The City of London’s IT director says the department is doing what it can to protect against cyberattacks.
Mat Daley’s reassurance comes a day after the City of Woodstock fell victim to an apparent cyberattack and months after a similar situation in Stratford that resulted in a $75,000 payment to unlock its data.
“Yes, I’ve spent some sleepless nights, me and my team, thinking about this circumstance,” Daley told Global News Radio 980 CFPL.
“We continue to invest intelligently and, through that, we can do the best work that we can to defend against this situation.”
Daley says the city uses a “risk-based approach” that accounts for hundreds of variables.

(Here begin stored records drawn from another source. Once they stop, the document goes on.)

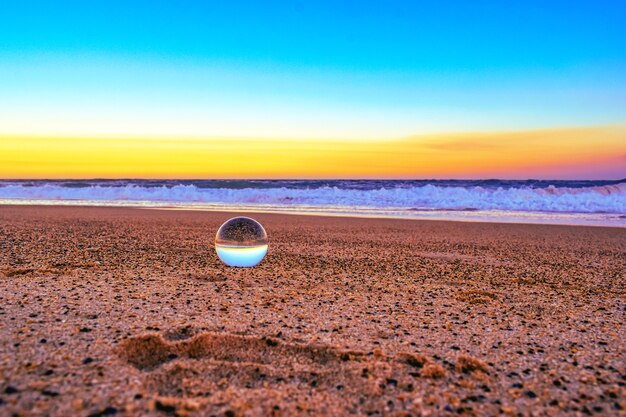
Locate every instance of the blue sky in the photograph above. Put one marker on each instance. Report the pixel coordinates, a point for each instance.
(309, 69)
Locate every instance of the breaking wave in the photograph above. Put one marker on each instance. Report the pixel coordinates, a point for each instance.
(609, 198)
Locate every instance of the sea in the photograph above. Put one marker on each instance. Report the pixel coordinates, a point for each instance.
(594, 203)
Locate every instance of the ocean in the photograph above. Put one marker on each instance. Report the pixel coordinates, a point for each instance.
(599, 203)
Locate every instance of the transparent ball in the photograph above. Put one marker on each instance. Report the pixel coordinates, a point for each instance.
(241, 242)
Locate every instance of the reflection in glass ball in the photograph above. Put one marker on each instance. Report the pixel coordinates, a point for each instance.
(241, 241)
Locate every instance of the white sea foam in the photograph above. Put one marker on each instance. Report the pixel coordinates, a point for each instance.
(598, 199)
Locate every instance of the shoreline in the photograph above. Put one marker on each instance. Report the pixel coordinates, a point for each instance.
(612, 220)
(119, 310)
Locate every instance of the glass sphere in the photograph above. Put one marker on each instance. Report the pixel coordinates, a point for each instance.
(241, 241)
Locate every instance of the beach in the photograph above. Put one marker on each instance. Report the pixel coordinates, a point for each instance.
(122, 311)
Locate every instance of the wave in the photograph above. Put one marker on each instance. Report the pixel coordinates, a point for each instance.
(595, 199)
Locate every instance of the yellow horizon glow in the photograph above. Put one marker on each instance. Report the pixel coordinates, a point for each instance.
(528, 154)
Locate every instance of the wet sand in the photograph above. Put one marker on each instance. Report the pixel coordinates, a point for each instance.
(130, 312)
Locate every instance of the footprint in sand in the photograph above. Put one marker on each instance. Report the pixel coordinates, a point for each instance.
(217, 367)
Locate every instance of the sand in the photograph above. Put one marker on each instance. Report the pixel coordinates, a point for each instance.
(130, 312)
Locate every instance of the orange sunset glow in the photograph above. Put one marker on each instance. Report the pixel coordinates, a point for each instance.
(553, 153)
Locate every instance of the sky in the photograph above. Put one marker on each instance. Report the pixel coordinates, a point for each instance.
(298, 89)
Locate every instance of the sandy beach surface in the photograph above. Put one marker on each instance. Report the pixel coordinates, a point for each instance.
(130, 312)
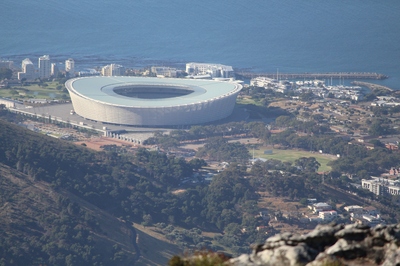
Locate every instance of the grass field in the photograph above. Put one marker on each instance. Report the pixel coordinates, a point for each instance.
(51, 90)
(292, 155)
(248, 100)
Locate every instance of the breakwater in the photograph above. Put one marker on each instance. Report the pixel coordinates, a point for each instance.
(371, 86)
(329, 75)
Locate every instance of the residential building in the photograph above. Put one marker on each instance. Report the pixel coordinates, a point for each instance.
(44, 66)
(381, 186)
(70, 67)
(164, 71)
(319, 207)
(54, 69)
(6, 64)
(327, 215)
(28, 70)
(213, 70)
(354, 209)
(113, 70)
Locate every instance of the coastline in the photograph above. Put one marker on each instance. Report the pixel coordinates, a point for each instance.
(371, 86)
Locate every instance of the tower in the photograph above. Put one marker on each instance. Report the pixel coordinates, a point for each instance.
(70, 67)
(44, 66)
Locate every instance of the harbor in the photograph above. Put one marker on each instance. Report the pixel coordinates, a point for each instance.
(329, 75)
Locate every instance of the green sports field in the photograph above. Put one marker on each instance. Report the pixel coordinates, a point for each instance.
(292, 155)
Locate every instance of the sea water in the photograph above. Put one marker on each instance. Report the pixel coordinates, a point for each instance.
(258, 35)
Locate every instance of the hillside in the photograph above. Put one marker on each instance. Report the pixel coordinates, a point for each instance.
(57, 209)
(42, 225)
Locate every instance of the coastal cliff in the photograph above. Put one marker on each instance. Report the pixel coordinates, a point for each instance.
(329, 245)
(326, 245)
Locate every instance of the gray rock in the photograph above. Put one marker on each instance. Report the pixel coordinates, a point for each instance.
(329, 245)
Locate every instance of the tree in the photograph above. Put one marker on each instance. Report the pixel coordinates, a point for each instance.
(308, 164)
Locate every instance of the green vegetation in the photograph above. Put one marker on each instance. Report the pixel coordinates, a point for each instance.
(54, 90)
(291, 155)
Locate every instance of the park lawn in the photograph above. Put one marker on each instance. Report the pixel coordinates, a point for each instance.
(35, 91)
(292, 155)
(247, 100)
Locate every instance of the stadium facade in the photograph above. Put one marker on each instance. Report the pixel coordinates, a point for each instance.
(145, 101)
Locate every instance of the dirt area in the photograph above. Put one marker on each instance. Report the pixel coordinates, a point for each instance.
(96, 143)
(287, 208)
(155, 248)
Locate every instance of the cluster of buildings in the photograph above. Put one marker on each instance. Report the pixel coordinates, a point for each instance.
(45, 69)
(368, 215)
(211, 71)
(317, 87)
(381, 186)
(323, 210)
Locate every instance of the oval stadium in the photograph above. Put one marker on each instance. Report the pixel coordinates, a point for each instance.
(148, 101)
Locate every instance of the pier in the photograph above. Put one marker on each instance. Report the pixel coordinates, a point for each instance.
(334, 75)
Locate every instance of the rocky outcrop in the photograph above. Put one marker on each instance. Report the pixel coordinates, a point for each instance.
(329, 245)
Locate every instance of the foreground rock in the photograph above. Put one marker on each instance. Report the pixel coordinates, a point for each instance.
(329, 245)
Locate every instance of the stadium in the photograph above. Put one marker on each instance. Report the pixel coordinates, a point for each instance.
(147, 101)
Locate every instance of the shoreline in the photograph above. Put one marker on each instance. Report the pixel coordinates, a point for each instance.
(371, 86)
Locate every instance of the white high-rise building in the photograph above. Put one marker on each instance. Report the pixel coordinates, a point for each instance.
(213, 70)
(44, 66)
(70, 67)
(164, 71)
(6, 64)
(28, 70)
(54, 69)
(113, 70)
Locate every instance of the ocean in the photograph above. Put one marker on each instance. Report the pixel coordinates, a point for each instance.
(257, 35)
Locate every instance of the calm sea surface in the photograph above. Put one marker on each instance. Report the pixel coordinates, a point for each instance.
(257, 35)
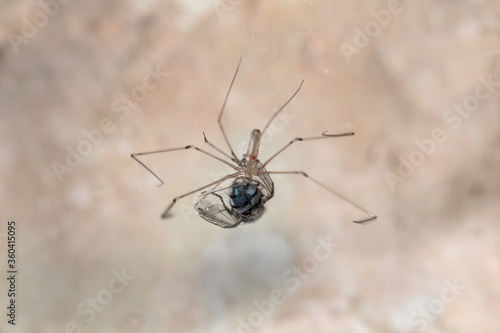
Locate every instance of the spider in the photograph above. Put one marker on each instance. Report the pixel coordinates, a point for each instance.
(240, 197)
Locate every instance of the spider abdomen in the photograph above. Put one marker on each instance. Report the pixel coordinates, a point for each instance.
(245, 198)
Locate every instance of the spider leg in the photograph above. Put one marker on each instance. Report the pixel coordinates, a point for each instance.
(165, 214)
(323, 136)
(218, 149)
(370, 216)
(281, 108)
(134, 156)
(222, 111)
(219, 222)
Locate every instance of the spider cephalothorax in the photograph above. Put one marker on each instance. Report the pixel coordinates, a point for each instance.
(243, 199)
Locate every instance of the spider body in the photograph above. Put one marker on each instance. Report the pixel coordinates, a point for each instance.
(240, 197)
(246, 199)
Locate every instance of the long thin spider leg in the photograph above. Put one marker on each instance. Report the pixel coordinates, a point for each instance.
(370, 216)
(218, 149)
(281, 108)
(222, 111)
(175, 149)
(323, 136)
(164, 215)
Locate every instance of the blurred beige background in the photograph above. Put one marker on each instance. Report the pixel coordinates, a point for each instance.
(410, 78)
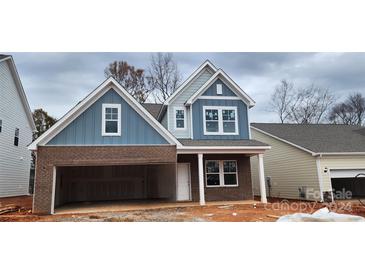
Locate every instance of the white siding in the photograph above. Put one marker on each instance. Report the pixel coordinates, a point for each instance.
(180, 101)
(289, 168)
(14, 160)
(339, 162)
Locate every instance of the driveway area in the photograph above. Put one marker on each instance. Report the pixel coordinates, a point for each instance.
(242, 211)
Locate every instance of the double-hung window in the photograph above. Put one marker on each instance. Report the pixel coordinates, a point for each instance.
(220, 173)
(220, 120)
(111, 120)
(16, 137)
(180, 118)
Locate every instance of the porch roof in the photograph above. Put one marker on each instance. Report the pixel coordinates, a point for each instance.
(236, 143)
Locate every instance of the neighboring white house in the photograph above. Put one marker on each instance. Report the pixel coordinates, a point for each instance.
(16, 129)
(311, 162)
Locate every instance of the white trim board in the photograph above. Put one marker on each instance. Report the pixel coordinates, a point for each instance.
(220, 120)
(221, 75)
(21, 91)
(92, 98)
(175, 120)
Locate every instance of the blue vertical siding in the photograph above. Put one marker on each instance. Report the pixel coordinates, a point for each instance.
(212, 90)
(86, 129)
(198, 121)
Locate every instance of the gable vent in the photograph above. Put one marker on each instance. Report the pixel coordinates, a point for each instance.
(219, 89)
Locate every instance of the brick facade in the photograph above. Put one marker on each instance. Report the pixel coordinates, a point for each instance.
(49, 157)
(242, 192)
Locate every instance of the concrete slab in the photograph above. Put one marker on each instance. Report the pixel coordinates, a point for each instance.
(120, 206)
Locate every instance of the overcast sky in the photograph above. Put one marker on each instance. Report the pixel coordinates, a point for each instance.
(57, 81)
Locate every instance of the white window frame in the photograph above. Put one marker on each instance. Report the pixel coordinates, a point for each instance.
(221, 173)
(103, 120)
(175, 120)
(220, 120)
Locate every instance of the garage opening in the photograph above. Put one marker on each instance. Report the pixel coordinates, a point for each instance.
(115, 183)
(348, 184)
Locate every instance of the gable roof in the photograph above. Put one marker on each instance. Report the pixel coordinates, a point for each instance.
(92, 98)
(317, 138)
(220, 74)
(206, 64)
(20, 89)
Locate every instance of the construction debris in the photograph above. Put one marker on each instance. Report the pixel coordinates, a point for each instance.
(9, 209)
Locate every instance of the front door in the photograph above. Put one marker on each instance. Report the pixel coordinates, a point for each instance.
(183, 182)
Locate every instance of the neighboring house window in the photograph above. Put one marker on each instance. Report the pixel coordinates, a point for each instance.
(221, 173)
(16, 137)
(219, 89)
(180, 118)
(111, 121)
(220, 120)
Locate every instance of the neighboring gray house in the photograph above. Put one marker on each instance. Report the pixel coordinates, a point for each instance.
(194, 147)
(312, 161)
(16, 130)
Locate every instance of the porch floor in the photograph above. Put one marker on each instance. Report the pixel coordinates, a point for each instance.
(131, 205)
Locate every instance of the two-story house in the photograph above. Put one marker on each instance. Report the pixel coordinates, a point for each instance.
(194, 147)
(16, 132)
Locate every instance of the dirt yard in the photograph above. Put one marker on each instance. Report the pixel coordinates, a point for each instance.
(211, 213)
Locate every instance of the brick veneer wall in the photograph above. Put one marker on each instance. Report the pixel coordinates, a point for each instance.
(242, 192)
(48, 157)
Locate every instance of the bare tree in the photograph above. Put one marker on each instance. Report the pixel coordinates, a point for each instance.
(281, 100)
(310, 105)
(164, 76)
(132, 79)
(42, 121)
(350, 112)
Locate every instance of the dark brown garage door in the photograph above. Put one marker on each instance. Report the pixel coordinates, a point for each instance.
(123, 182)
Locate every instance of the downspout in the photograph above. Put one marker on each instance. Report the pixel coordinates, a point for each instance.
(319, 175)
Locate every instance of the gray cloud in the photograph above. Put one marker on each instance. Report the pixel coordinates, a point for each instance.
(57, 81)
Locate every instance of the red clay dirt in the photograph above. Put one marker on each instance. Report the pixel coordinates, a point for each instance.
(216, 213)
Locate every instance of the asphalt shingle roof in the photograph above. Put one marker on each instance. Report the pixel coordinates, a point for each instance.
(319, 138)
(241, 142)
(3, 56)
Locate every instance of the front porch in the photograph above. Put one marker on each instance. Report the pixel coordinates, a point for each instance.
(218, 176)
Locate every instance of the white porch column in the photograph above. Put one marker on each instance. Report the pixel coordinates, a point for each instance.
(201, 179)
(262, 178)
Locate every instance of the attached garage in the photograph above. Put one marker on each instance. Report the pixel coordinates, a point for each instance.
(117, 182)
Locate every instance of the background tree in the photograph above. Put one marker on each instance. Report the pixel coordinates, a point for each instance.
(42, 121)
(308, 105)
(164, 76)
(132, 79)
(350, 112)
(281, 100)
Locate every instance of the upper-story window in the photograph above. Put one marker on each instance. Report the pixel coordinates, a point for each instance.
(180, 118)
(16, 137)
(111, 120)
(220, 120)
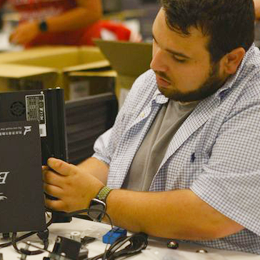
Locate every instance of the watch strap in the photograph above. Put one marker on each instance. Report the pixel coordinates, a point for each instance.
(43, 26)
(103, 193)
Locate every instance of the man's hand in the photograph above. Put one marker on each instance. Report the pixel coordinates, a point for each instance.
(73, 187)
(24, 33)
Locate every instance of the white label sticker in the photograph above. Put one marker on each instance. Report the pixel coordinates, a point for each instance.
(35, 110)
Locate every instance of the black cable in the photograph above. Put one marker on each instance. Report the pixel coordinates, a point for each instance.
(137, 242)
(43, 235)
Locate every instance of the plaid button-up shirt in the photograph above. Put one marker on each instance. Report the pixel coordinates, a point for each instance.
(215, 153)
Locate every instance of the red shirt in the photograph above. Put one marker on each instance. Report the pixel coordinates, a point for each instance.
(41, 9)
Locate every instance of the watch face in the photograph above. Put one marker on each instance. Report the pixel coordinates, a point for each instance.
(97, 209)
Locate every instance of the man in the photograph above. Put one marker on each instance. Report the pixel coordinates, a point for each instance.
(182, 160)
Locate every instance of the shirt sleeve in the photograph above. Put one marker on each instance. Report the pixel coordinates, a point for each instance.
(106, 144)
(230, 180)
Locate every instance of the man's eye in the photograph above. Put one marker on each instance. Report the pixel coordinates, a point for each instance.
(180, 60)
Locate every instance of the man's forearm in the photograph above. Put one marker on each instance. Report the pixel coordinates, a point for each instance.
(96, 168)
(74, 19)
(175, 214)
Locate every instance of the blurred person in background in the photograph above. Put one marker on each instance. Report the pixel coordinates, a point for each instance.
(257, 9)
(61, 22)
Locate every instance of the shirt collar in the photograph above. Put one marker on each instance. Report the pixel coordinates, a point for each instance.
(232, 79)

“What that means is we have four key domains that we mature our technology on, the first being governance, the second being prevention, the third being detection and the fourth being response,” he said.
A local tech expert, however, notes that human error is the biggest risk in these types of incidents.
“Every time you hear about ransomware, there’s always a human in the link, and that human was not well trained,” Carmi Levy explained.
“The fact that Stratford and Woodstock have been victimized so closely together, it’s eye-opening. We don’t know if it’s the same perpetrator, but it almost doesn’t matter. What we are seeing is cities are not prepared for this kind of thing.”
On Monday, Woodstock CAO David Creery confirmed that a computer virus was preventing the city from accessing its emails and data. The incident began over the weekend and “has the appearance of a ransomware attack,” but as of Monday evening, the city said it had not received a ransom demand.
The incident in Woodstock is under investigation by the OPP and city police.